To tackle this problem, we need to analyze the electric potential and electric field intensity created by the charges arranged in a hexagon with a negative charge at the center. Let's break this down step by step.
Understanding the Setup
We have six equal positive charges, each of magnitude \( q \), positioned at the corners of a regular hexagon. The distance between adjacent charges is \( a \). At the center of this hexagon, there is a negative charge of magnitude \( -6q \). Our goal is to find the electric potential and the electric field intensity at a large distance \( r \) from the center of the hexagon.
Electric Potential Calculation
The electric potential \( V \) at a point in space due to a point charge is given by the formula:
- \( V = \frac{k \cdot Q}{r} \)
where \( k \) is Coulomb's constant, \( Q \) is the charge, and \( r \) is the distance from the charge to the point where the potential is being calculated.
At a large distance \( r \) from the center of the hexagon, we can treat the system as a collection of point charges. The potential due to each of the six positive charges at a distance \( r \) is:
- \( V_{+} = \frac{k \cdot q}{r} \)
Since there are six such charges, the total potential due to the positive charges is:
- \( V_{total, +} = 6 \cdot \frac{k \cdot q}{r} = \frac{6kq}{r} \)
Now, considering the negative charge at the center, the potential due to this charge at a distance \( r \) is:
- \( V_{-} = \frac{k \cdot (-6q)}{r} = -\frac{6kq}{r} \)
Combining both contributions, the total electric potential \( V_{total} \) at a distance \( r \) from the center is:
- \( V_{total} = \frac{6kq}{r} - \frac{6kq}{r} = 0 \)
Electric Field Intensity Calculation
The electric field intensity \( E \) is related to the electric potential by the gradient of the potential.

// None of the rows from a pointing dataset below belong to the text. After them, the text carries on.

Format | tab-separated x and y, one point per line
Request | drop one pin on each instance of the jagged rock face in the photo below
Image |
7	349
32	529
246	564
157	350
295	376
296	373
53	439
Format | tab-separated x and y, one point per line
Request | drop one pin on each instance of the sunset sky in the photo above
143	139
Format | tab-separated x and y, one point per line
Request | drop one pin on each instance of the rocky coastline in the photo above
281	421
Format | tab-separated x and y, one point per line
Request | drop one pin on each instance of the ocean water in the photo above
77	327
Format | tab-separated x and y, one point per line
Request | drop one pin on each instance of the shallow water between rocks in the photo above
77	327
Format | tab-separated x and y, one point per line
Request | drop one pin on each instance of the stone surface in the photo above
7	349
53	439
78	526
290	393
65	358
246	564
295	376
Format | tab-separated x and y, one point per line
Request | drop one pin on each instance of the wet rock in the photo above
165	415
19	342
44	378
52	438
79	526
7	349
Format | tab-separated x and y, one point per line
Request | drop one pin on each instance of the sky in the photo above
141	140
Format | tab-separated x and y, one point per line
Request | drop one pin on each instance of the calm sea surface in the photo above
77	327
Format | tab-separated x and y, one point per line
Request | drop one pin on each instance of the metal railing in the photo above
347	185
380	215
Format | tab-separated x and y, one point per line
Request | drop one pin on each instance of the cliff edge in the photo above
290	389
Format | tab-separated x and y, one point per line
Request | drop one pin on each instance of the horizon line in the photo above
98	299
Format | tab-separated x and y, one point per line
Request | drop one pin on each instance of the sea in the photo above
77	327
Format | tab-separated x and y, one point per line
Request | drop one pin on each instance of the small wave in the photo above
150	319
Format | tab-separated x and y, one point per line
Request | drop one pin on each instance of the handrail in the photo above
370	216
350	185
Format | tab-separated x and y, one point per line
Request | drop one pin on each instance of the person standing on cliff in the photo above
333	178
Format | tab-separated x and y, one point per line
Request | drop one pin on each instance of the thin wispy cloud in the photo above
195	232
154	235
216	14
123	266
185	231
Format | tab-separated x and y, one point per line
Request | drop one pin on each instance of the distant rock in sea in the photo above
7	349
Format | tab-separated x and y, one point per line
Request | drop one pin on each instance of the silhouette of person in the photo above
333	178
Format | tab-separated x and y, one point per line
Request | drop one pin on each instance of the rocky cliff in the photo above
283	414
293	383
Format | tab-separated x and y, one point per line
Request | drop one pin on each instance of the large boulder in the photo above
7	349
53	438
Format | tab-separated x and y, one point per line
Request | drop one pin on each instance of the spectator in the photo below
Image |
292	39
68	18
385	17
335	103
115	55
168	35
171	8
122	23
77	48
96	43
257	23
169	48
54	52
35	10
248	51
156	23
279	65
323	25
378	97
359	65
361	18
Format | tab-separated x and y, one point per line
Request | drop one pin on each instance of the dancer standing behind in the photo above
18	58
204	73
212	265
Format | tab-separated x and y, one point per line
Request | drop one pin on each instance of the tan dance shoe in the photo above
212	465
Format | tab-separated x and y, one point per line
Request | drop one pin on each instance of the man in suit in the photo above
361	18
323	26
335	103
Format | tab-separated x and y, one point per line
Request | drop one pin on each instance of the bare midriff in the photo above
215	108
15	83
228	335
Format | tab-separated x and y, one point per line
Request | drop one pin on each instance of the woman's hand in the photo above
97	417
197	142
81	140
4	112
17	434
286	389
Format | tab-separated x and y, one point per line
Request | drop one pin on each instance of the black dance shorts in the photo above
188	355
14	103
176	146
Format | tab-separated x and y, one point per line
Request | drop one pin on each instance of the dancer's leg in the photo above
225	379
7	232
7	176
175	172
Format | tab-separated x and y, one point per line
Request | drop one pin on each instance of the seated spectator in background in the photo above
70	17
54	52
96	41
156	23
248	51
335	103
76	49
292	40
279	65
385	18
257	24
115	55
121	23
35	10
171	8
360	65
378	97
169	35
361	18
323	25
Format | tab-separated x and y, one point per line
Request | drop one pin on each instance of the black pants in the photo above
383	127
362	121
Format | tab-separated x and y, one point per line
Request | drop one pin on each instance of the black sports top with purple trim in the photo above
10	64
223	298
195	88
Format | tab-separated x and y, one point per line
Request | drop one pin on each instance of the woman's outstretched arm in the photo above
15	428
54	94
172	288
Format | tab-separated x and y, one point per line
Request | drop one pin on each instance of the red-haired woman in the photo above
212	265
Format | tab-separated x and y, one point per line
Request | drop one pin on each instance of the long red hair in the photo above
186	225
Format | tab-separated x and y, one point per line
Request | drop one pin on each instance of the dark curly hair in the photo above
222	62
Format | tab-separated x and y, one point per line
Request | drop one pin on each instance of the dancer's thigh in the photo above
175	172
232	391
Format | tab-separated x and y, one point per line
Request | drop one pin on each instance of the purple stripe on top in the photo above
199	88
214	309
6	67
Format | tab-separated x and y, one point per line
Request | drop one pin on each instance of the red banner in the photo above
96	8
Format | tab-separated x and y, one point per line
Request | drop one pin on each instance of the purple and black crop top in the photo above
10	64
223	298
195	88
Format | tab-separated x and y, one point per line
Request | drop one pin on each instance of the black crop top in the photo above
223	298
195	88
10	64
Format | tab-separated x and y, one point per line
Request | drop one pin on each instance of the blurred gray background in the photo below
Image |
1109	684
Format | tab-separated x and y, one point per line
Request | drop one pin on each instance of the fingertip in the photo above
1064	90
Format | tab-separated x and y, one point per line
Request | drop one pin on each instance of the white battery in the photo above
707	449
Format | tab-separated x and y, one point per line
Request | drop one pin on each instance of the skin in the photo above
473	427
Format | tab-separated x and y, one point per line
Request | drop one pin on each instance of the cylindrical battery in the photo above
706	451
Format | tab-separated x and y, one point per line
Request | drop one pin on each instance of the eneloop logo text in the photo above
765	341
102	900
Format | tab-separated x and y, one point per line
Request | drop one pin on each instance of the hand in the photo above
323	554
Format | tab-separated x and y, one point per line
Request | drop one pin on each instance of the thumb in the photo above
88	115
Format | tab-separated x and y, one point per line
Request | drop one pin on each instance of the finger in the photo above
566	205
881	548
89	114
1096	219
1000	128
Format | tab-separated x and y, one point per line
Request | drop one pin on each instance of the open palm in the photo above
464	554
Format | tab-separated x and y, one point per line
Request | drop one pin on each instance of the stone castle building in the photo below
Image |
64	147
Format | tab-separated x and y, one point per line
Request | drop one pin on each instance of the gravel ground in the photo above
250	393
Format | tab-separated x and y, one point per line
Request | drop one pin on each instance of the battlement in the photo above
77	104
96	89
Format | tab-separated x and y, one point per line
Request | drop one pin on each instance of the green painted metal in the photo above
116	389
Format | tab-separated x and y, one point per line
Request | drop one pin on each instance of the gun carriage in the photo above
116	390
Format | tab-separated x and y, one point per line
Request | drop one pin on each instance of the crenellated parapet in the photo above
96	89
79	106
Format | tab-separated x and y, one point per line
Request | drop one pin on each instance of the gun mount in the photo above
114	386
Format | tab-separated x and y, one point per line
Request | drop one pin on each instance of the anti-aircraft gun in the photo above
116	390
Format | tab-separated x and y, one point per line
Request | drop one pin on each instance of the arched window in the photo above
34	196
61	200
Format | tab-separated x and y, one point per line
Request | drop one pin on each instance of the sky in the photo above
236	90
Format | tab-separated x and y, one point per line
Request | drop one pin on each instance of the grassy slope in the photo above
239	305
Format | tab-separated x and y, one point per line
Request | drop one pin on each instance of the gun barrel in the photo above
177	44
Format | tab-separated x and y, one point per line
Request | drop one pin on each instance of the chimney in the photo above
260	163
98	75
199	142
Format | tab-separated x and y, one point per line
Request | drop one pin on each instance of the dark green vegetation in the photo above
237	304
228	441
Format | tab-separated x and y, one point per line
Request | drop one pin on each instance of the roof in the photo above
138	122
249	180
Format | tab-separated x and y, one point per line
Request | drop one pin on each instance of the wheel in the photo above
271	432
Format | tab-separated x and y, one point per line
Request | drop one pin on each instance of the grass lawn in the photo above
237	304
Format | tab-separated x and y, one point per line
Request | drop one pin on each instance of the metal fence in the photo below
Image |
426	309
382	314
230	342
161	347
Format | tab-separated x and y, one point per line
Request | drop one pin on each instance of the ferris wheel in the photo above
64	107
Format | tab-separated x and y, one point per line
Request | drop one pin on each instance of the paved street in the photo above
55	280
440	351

However, since we have found that the total potential \( V_{total} \) is zero, we can also analyze the contributions to the electric field from each charge.
The electric field due to a point charge is given by:
- \( E = \frac{k \cdot Q}{r^2} \)
For the six positive charges, at a large distance \( r \), the electric field contribution from each charge will point away from the charge. The total electric field due to the six positive charges can be calculated as:
- \( E_{+} = 6 \cdot \frac{k \cdot q}{r^2} \)
For the negative charge at the center, the electric field points towards the charge, and its contribution is:
- \( E_{-} = \frac{k \cdot (-6q)}{r^2} \)
When we sum these contributions, we find:
- \( E_{total} = 6 \cdot \frac{k \cdot q}{r^2} - \frac{6kq}{r^2} = 0 \)
Final Insights
At a large distance \( r \) from the hexagon, both the electric potential and the electric field intensity are zero. This outcome is due to the symmetrical arrangement of the positive charges and the negative charge at the center, which perfectly cancels out their effects at that distance. This scenario illustrates the principle of superposition in electrostatics, where the contributions from multiple charges can combine to yield a net effect of zero under certain conditions.